Evoked firing patterns and maximal AP firing frequencies in Scn8a^N1768D/+ and WT cortical and hippocampal neurons. Representative traces showing evoked repetitive firing of neocortical layer II/III (CTX), CA1, or CA3 pyramidal neurons from WT or Scn8a^N1768D/+ (D/+) mice. Repetitive AP firing was evoked by injections of 1,500-ms pulse currents of −80 pA to +220 pA (60 pA-evoked responses are shown). EADs (arrows) were observed in 17 of 25 Scn8a^N1768D/+ mice (19 of 31 cells) tested, whereas CA1 pyramidal cells from 0 of 14 WT mice (16 cells) tested displayed this response. Each trace is a representative example of WT (n = 9, 16, and 6 cells, respectively, for CTX, CA1, and CA3) and Scn8a^N1768D/+ (D/+) (n = 7, 25, and 7 cells, respectively, for CTX, CA1, and CA3) mice.

Fig. S3.

EAD-like responses in Scn8a^N1768D/+ CA1 pyramidal cells are stimulation intensity-dependent. Representative EAD-like response in a Scn8a^N1768D/+ CA1 neuron was evoked by a long pulse of current injection with intensity varying from −80 pA to 220 pA. Note the apparent widening in the late phase of AP decay (e.g., arrows in the 120 pA panel). Each trace is representative of recordings from 17 Scn8a^N1768D/+ mice (24 of 31 cells examined).

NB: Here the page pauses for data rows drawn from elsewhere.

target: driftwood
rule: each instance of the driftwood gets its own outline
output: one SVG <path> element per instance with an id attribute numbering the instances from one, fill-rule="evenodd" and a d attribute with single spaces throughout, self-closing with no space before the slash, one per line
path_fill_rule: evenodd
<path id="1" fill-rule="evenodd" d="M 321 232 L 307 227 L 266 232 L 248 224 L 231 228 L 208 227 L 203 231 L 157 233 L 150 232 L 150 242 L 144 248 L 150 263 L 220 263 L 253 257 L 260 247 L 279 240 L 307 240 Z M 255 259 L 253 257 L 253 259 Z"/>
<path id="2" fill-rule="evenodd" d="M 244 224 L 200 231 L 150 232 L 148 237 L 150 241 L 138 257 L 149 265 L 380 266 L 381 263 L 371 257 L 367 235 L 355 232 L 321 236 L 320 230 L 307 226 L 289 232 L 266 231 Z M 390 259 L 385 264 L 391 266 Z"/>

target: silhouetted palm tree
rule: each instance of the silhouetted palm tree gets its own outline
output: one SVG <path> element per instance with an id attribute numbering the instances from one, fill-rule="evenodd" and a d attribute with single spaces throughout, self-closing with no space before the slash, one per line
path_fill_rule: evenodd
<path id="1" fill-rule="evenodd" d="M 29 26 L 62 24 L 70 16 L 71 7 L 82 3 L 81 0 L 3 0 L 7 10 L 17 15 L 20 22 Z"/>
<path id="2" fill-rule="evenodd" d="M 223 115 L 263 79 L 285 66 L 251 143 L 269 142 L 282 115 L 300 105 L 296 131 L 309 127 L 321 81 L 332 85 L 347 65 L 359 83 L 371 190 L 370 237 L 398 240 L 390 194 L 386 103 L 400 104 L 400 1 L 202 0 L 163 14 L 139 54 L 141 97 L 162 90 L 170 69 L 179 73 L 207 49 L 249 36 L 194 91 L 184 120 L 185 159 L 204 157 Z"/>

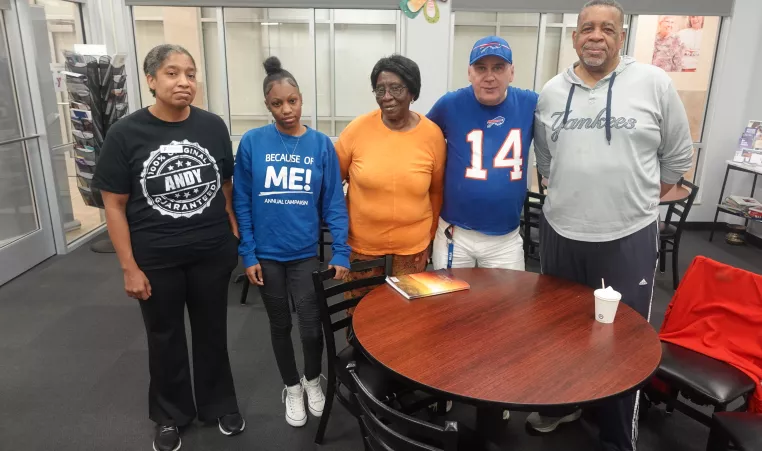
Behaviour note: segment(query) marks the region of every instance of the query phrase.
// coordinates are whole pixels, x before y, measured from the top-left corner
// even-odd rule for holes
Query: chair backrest
[[[527,191],[526,199],[524,200],[524,253],[528,254],[530,245],[537,245],[539,243],[532,243],[532,228],[540,228],[540,214],[542,213],[542,206],[545,205],[545,194],[535,193],[533,191]]]
[[[675,202],[674,204],[669,205],[669,208],[667,209],[667,215],[664,217],[664,223],[669,225],[670,222],[672,221],[673,215],[680,218],[677,221],[677,225],[676,225],[677,230],[675,232],[675,239],[679,240],[680,235],[683,232],[683,225],[685,224],[685,220],[688,219],[688,214],[690,214],[691,212],[693,201],[696,200],[696,196],[698,195],[699,187],[683,178],[681,178],[680,181],[677,182],[677,185],[684,186],[690,189],[691,194],[686,199],[683,199],[680,202]]]
[[[540,168],[535,167],[535,172],[537,172],[537,189],[540,191],[540,194],[545,195],[545,186],[542,184],[542,174],[540,174]]]
[[[380,276],[337,283],[329,287],[325,286],[325,282],[336,277],[335,269],[325,269],[312,273],[312,283],[315,285],[315,294],[320,307],[320,321],[323,323],[323,335],[325,335],[329,362],[332,362],[336,357],[336,341],[333,333],[337,330],[346,329],[352,324],[351,316],[344,315],[337,320],[334,320],[332,316],[337,313],[345,313],[347,309],[357,306],[363,296],[351,299],[342,297],[341,300],[334,303],[329,303],[329,300],[348,291],[386,283],[386,276],[392,272],[392,261],[392,256],[387,255],[375,260],[352,263],[351,268],[349,268],[351,272],[366,271],[373,268],[384,268],[384,272]]]
[[[360,407],[359,421],[363,439],[367,441],[371,449],[384,451],[456,451],[458,449],[458,423],[446,421],[442,427],[394,410],[368,391],[355,372],[354,362],[351,362],[347,369],[355,385],[353,393]]]

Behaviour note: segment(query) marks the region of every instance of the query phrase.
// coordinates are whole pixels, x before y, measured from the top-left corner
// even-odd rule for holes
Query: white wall
[[[431,24],[419,14],[415,19],[403,19],[405,47],[403,54],[418,63],[421,69],[421,96],[412,106],[419,114],[429,112],[434,103],[447,92],[450,74],[451,2],[437,2],[439,22]],[[465,71],[465,67],[463,68]]]
[[[733,16],[725,29],[725,45],[718,49],[713,91],[710,99],[703,175],[701,205],[694,205],[688,218],[706,222],[714,218],[720,196],[725,161],[732,159],[738,138],[747,121],[762,118],[762,92],[759,74],[762,70],[762,2],[736,0]],[[756,67],[754,67],[756,66]],[[731,173],[725,194],[748,194],[752,177]],[[762,181],[760,181],[762,184]],[[762,189],[757,189],[757,193]],[[759,196],[758,196],[759,197]],[[737,218],[720,214],[719,221],[737,222]],[[757,227],[755,234],[762,234]]]

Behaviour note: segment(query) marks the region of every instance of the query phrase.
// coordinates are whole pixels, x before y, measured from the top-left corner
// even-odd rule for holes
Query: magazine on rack
[[[746,125],[733,161],[762,165],[762,121],[749,121]]]

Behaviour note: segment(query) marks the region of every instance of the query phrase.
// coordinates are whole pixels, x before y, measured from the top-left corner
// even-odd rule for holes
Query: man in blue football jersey
[[[428,114],[447,139],[436,269],[524,270],[519,220],[537,94],[510,86],[513,75],[508,42],[482,38],[471,50],[471,85],[445,94]]]

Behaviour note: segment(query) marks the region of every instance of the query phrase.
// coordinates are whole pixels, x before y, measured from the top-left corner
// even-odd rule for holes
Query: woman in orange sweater
[[[434,122],[410,111],[421,91],[414,61],[382,58],[370,81],[380,108],[353,120],[336,143],[341,177],[349,182],[350,260],[393,255],[392,275],[421,272],[442,207],[445,139]],[[348,279],[381,271],[350,273]]]

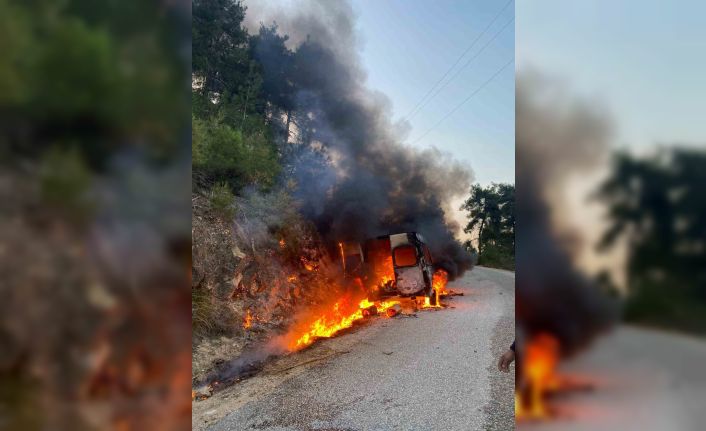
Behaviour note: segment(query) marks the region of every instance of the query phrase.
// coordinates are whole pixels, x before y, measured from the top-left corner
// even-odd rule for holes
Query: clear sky
[[[369,87],[391,99],[396,121],[417,105],[506,3],[492,0],[352,1],[359,15],[361,54]],[[482,184],[515,182],[514,64],[502,70],[439,126],[419,138],[513,60],[515,34],[514,22],[510,22],[513,17],[514,2],[444,83],[458,73],[457,76],[409,119],[412,130],[407,143],[435,146],[453,154],[473,169],[476,181]],[[497,37],[490,41],[496,33]]]
[[[706,2],[517,2],[517,66],[595,97],[616,144],[706,143]]]
[[[608,109],[614,146],[706,143],[706,2],[520,0],[516,14],[517,70],[536,69]],[[601,178],[566,185],[561,206],[586,240],[584,269],[609,268],[621,283],[624,249],[594,248],[606,226],[587,196]]]

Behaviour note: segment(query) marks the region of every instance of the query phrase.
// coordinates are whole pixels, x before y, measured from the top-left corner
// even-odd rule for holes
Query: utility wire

Consistent with the difference in spike frequency, the input/output relationships for CA1 pyramidal cells were different between genotypes (Fig. 4A). The maximum spike frequency evoked by depolarizing current injections in Scn8a^N1768D/+ CA1 pyramidal cells was reduced compared with WT (Fig. 4 A and C). In contrast, we found no differences in input-output relationships or maximal spike frequency in CA3 (Fig. 4 B and D). Spontaneous firing of CA1 and CA3 pyramidal neurons was observed in a subset of Scn8a^N1768D/+ animals (8 of 27 cells from 8 of 25 mice for CA1 and 4 of 7 cells from 4 of 7 mice for CA3) but was not observed in 16 neurons examined from 14 WT mice (Fig. 5). Of the four mutant CA3 cells that fired spontaneously, three showed bursting activity (e.g., arrow in Fig. 5, Lower). Three of the eight mutant CA1 neurons that fired spontaneously also displayed EAD-like waveforms during spontaneous firing, suggesting intrinsic changes in neuronal excitability.

Fig. 4.

Scn8a^N1768D/+ CA1 pyramidal cells show stimulation intensity-dependent reduction in AP firing frequency. APs from WT or Scn8a^N1768D/+ CA1 (A) or CA3 (B) neurons were evoked by injections of 1,500-ms currents varying from −80 pA to 180 pA. Input–output curves show frequency of AP firing vs. stimulation intensity. All values are mean ± SEM of individual recordings from WT (n = 11 and 6 for CA1 and CA3, respectively) and Scn8a^N1768D/+ (D/+) (n = 18 and 7, for CA1 and CA3, respectively). (C and D) Comparisons of the maximum firing frequency of CA1 or CA3 pyramidal cells in response to injections of 1,500-ms currents from −80 pA to 220 pA between genotypes. (n = 11 and 6, respectively, for WT CA1 and CA3; n = 18 and 7, respectively, for Scn8a^N1768D/+ CA1 and CA3 mice).

Fig. 5.

Scn8a^N1768D/+ hippocampal neurons fire spontaneously. Spontaneous firing of APs was not observed in WT neocortical (CTX), CA1, or CA3 pyramidal cells held at RMP. A subset of Scn8a^N1768D/+ CA1 and CA3 pyramidal cells (8 of 20 for CA1 and 4 of 7 for CA3) fired spontaneously at RMP. EAD-like responses (insert with expanded time scale) occurred during spontaneous firing in CA1, but not CA3, pyramidal cells from two of eight Scn8a^N1768D/+ mice. Arrow indicates bursting activity. Three of four mutant CA3 cells that fired spontaneously displayed similar bursting activity.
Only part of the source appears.